Dream last night. I took my father on a tour of Egypt. Our hotel was right across the street from the Sphinx. We had been invited to a party, and when the dream ended I was convincing him he didn’t have t change his clothes to attend

Had breakfast at 5 Points with DV. We came here then to look at my garden. He brought his guitar, and when we were done with the garden he played songs for me on the guitar, and then on the piano, making its out-of-tuneness seem not quite so horrible. I thought many thoughts while he was singing. I thought what a rare and cherished moment it was to have him singing to me in a way that was just like– well I don’t know like what. Like a different life that I never had. I admired his boldness, his fearlessness, his assumption (correct, as it turned out) of acceptance and delight. I would no more go to anyone’s house and sing for them–or read a poem, or show them a painting-- than fly over the moon. Yet he went forward without a ripple of self-consciousness. His pace is a manly presto and his dynamic is always at or near fortissimo. I did not particularly admire this in the music, but I admired it in the man. I stared at him as he played, thinking that there should be a way to predict those passions in a body that looked exactly like that. What was there in the thickness of his neck or the color of his hair or the arch of his brows that predicted what music he would love, and how he would play it? What was there in his history or his chemistry or his anatomy that would exactly that voice to him, or that dexterity of finger? I had wondered this about my father, as that uniqueness passed away as though it never was. Should I have been filming David to make it last? Is it enough to dig treasuries for this in my mind, so that it might never be erased or rooted out?
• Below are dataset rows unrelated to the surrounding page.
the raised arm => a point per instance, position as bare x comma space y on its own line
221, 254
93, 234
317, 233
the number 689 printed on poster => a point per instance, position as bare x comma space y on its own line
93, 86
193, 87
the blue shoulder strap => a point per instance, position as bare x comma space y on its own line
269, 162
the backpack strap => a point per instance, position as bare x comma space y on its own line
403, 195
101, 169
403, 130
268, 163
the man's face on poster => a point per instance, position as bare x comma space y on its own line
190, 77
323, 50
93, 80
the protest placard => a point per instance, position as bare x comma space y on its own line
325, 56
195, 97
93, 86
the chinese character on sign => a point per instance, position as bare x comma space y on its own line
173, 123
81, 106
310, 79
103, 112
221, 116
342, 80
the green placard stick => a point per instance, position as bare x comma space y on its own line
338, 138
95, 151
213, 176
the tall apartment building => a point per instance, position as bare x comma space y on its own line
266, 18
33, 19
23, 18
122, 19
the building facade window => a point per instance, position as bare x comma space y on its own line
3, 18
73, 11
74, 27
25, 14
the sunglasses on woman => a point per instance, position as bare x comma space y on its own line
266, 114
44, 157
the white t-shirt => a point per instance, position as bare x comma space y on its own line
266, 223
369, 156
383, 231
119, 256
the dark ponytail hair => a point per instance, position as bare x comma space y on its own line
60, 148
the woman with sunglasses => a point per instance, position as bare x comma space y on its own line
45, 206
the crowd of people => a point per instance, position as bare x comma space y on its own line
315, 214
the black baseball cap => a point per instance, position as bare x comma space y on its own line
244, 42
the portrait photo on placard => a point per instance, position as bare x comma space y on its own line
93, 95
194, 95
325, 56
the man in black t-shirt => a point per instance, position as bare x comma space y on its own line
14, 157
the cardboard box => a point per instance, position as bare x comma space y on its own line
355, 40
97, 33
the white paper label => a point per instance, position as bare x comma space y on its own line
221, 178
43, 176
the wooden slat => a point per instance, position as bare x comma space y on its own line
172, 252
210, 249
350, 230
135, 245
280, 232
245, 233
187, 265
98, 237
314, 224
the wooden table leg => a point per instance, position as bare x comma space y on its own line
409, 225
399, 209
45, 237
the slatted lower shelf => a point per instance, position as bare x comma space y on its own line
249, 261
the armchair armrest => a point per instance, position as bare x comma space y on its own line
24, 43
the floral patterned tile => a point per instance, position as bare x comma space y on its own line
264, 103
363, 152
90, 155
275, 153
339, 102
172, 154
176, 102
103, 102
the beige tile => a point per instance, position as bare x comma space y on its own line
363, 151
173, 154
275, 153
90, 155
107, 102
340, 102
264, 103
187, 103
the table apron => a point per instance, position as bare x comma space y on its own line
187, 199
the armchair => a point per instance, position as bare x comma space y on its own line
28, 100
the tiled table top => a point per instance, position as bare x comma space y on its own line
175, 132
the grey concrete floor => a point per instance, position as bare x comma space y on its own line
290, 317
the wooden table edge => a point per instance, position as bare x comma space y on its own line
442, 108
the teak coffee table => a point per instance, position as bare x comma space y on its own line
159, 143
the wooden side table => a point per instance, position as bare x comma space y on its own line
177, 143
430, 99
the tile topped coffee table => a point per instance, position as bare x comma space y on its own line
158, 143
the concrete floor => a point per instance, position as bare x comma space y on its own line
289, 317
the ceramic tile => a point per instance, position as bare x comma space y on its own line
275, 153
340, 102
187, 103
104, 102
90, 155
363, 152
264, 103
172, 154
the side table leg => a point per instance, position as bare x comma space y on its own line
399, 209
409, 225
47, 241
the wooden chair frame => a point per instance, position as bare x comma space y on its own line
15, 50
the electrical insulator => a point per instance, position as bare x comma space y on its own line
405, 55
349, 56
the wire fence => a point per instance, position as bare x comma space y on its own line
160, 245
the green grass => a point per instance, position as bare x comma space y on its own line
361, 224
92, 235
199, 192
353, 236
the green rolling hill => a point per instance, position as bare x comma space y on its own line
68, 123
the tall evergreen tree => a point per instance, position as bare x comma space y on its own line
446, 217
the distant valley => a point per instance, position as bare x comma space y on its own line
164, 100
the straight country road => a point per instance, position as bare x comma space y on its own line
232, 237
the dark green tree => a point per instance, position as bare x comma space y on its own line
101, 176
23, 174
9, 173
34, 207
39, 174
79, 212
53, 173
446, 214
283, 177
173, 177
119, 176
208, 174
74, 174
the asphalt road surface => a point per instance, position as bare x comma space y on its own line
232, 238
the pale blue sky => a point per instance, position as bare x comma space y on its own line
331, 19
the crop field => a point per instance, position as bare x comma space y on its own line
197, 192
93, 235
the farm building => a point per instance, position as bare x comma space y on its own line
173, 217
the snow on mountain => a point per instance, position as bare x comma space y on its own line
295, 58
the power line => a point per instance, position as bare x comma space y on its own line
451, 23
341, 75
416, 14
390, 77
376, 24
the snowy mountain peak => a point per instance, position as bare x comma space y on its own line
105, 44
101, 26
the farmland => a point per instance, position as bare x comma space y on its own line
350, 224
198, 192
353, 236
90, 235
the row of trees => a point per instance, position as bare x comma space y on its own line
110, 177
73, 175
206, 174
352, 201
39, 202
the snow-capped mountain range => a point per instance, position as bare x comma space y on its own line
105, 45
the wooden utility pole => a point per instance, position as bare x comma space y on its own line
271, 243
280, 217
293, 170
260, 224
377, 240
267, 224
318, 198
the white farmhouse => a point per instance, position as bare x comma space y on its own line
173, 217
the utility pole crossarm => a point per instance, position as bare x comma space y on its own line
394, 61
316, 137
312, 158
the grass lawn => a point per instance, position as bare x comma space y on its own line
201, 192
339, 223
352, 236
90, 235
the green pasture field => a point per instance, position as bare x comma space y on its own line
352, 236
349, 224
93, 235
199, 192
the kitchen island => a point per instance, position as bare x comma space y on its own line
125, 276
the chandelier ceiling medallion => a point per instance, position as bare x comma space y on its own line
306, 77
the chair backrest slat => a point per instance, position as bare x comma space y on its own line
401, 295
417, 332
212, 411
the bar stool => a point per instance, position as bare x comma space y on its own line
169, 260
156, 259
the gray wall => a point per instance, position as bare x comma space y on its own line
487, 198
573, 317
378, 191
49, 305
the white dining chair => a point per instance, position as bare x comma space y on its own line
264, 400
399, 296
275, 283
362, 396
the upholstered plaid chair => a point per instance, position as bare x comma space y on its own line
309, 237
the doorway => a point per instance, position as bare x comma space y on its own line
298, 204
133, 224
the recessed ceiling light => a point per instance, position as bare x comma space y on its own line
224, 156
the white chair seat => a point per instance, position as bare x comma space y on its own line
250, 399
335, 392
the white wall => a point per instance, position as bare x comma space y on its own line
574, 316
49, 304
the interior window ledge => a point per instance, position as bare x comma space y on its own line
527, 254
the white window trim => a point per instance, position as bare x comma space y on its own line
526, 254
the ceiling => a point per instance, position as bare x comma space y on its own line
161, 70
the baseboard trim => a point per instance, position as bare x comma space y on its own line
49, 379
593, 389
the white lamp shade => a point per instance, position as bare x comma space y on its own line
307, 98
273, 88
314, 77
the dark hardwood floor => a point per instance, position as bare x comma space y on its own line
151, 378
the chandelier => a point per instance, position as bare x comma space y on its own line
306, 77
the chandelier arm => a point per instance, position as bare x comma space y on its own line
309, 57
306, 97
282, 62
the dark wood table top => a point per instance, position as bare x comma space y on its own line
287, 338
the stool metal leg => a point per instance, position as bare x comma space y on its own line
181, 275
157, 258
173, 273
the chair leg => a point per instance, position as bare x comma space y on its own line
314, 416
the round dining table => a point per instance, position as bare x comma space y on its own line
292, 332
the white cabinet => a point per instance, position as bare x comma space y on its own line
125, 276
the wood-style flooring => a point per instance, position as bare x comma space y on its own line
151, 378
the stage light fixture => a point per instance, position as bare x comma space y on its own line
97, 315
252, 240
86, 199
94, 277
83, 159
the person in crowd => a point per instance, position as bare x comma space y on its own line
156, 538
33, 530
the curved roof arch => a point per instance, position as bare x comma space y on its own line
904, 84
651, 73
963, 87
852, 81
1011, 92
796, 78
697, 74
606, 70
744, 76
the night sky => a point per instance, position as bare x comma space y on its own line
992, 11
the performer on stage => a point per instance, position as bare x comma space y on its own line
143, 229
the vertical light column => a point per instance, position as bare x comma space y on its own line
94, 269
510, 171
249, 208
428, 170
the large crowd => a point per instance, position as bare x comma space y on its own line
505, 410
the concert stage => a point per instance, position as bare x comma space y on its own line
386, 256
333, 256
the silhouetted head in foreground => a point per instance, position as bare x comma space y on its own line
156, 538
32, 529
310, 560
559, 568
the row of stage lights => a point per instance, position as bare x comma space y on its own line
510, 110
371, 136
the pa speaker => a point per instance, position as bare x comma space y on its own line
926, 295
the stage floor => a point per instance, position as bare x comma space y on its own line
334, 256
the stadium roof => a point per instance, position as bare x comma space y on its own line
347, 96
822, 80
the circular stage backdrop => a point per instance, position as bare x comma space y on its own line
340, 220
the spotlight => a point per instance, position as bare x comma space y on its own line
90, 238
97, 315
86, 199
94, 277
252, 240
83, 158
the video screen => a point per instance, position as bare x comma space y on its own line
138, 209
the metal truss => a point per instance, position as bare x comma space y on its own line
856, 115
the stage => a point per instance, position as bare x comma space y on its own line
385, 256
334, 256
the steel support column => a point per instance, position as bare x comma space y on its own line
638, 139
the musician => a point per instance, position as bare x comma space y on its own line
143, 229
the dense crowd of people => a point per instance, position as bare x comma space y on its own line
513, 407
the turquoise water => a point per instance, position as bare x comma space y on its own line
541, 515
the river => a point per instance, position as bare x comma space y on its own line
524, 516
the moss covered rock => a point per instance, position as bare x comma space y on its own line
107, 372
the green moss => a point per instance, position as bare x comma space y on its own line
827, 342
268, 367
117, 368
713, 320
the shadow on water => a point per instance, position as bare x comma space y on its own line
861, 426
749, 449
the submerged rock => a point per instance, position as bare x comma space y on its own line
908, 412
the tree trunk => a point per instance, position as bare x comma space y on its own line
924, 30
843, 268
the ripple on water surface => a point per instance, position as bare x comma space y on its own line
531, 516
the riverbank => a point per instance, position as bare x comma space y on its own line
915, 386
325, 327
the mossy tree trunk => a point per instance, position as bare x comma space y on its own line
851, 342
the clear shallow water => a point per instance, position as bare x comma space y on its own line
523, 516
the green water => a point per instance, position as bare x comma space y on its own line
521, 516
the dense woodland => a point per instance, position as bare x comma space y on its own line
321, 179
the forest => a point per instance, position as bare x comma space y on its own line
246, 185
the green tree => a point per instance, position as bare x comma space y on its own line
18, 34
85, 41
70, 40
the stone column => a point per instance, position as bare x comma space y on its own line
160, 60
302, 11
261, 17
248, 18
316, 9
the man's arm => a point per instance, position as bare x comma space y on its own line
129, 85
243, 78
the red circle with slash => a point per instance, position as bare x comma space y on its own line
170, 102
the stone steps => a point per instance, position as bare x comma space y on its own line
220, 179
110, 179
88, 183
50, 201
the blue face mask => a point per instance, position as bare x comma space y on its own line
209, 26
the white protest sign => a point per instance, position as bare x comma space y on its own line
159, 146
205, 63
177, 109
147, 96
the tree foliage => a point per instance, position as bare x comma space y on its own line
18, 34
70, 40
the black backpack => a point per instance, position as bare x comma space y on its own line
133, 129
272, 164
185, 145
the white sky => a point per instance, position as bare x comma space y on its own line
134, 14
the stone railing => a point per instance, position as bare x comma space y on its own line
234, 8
Brian came to clean the house, and was in the kitchen listening. When David left, Brian emerged with anger on his face. He was angry that a boy like that should lecture to a man of my credentials and experience about the way the world was. He thought David a brat and an upstart. The truth was I had heard no lecture, nor any tone of lecture, and hadn’t recalled David saying much at all. I recalled the music, blood red with energy and joy, the singing voice of one I love and may never see again.

My first waterlily blooms in the front yard tub. It is pure pale gold.